Rovio Veteran Goes Over To Big Fish Games

Big Fish Games has announced that it has hired Wibe Wagemans to lead their push in the mobile market. The former senior vice president at Rovio will help the company tackle over 150 exclusive development partnerships.

“Wibe is a data-driven brand steward who understands the distinct needs of mobile consumers and how to scale a growing portfolio of first and third-party content to mobile fans worldwide,” said Jeremy Lewis, chief executive officer and president of Big Fish. “With the addition of Wibe, we add another tremendously skilled member to our team.”

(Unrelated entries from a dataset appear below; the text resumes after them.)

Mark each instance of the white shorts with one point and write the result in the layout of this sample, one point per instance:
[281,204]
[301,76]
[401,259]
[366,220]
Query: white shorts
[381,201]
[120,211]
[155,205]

“Big Fish has a trusted entertainment brand 10 years in the making and huge further potential as it extends its 2500+ game catalog to capitalize on the worldwide growth in mobile gaming. I am delighted to be joining such a strong and well-positioned company,” said Wibe Wagemans. “We have an exciting 2012 content lineup in the works from Big Fish Studios and our hundreds of talented development partners.”

Skylanders Demand Far Outstrips Supply

Skylanders: Spyro’s Adventure was a holiday hit for Activision, but there’s definitely a dearth of supply at the moment. While the game/toy hybrid has been a hit, the company has been unable to meet demand.

“We are doing our best to keep up with the consumer demand for Skylanders and to keep product on the shelves,” said Activision VP of marketing John Coyne. “Skylanders was one of the most popular gifts this holiday season and demand for toys has continued to rise week after week without any signs of slowing down. We’re shipping Skylanders toys out as soon as they come off the production lines and will get them to stores as quickly as we can.”

Fortunately, more limited characters will be releasing in greater numbers later in January, with a new $20 adventure pack on the way as well. Lightning Rod, Zook, Warnado, Camo, Wham Shell and the Dragons Peak Adventure Pack (including Sunburn) will be releasing in the Spring, marking the final release in the first generation of Skylanders.


Mass Effect 3 Figurines To Carry DLC Codes

Mass Effect 3 is getting a set of four figurines from BigBadToyStore. The Miranda, Garrus, Mordin and Legion figures range from between 6.7-7.25 inches high, with individual figures costing $17.99 or $67.99 for a case of all four.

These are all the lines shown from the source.